The version of Bullock’s character from earlier in the film would have never done this.
Director Paul Feig and screewriter Dippold have clearly done their homework in watching plenty of buddy cop movies for tips on what to do and what to mock. The film plays the drug king plot fairly straight, but has a lot of fun with genre conventions such as interrogation scenes (what happens if the hero is interrogated, but they don’t get off on pain the freakish way Mel Gibson always does?) and the cops having to go undercover. The latter features an extended bit about spanx which is purely funny as a sight gag but probably far funnier for female viewers more familiar with the “body-shaping magic” that is spanx.

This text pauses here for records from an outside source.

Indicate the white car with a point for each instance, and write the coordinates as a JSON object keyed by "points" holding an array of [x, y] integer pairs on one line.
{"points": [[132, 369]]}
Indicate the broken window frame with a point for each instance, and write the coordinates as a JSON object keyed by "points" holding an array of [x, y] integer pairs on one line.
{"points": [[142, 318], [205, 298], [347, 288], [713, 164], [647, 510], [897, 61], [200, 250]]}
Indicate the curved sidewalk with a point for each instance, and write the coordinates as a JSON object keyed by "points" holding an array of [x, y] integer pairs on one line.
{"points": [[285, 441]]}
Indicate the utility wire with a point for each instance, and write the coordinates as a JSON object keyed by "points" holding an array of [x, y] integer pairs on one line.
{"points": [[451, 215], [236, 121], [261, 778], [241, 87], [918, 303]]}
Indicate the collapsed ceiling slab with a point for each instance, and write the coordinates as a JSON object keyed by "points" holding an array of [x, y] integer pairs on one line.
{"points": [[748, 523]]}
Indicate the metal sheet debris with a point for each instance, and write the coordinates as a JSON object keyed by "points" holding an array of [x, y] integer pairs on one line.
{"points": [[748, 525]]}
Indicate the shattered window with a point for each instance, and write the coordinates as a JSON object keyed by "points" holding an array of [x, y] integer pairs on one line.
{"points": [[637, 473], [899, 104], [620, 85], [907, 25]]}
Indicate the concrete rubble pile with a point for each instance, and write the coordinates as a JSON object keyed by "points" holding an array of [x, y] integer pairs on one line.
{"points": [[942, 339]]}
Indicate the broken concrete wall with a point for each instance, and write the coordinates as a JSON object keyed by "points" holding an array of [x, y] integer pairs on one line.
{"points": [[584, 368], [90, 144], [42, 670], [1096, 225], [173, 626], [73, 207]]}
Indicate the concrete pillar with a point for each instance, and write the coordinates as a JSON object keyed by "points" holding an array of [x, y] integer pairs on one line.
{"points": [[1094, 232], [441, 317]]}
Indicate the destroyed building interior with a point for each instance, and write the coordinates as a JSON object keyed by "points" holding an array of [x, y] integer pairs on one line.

The end credits for the film decline to merely just list the names of the actors and crew members (so many gaffers), but instead present an ingeniously edited slide-show of individual stills from the film which have been cut to present the illusion of movement. Plus, the stills have each been re-colored to make red, white, and black the primary colors (somewhere Jack White is murmuring, “I wonder where they got that idea.”) If you’ve seen the film’s red/white/black promotional material you have a general idea as to how this looks. I ostensibly sat through all of this awaiting a Marvel-esque final scene, and there is one around 30 seconds into the sequence. However, if I’m honest I think I just sat through it all just because I loved seeing McCarthy and Bullock together on screen. Who are they? They’re the heat.
THE CONCLUSION
Basically, think of a standard buddy cop movie (i.e., straight-laced cop partnered with a loose cannon), subtract the two male leads and substitute two female leads in their place, throw in a dash of genre parody and that’s The Heat. However, while it may never really amount to anything more than the sum of its parts it is an undeniably hilarious film, easily among the funniest to hit screens this Summer.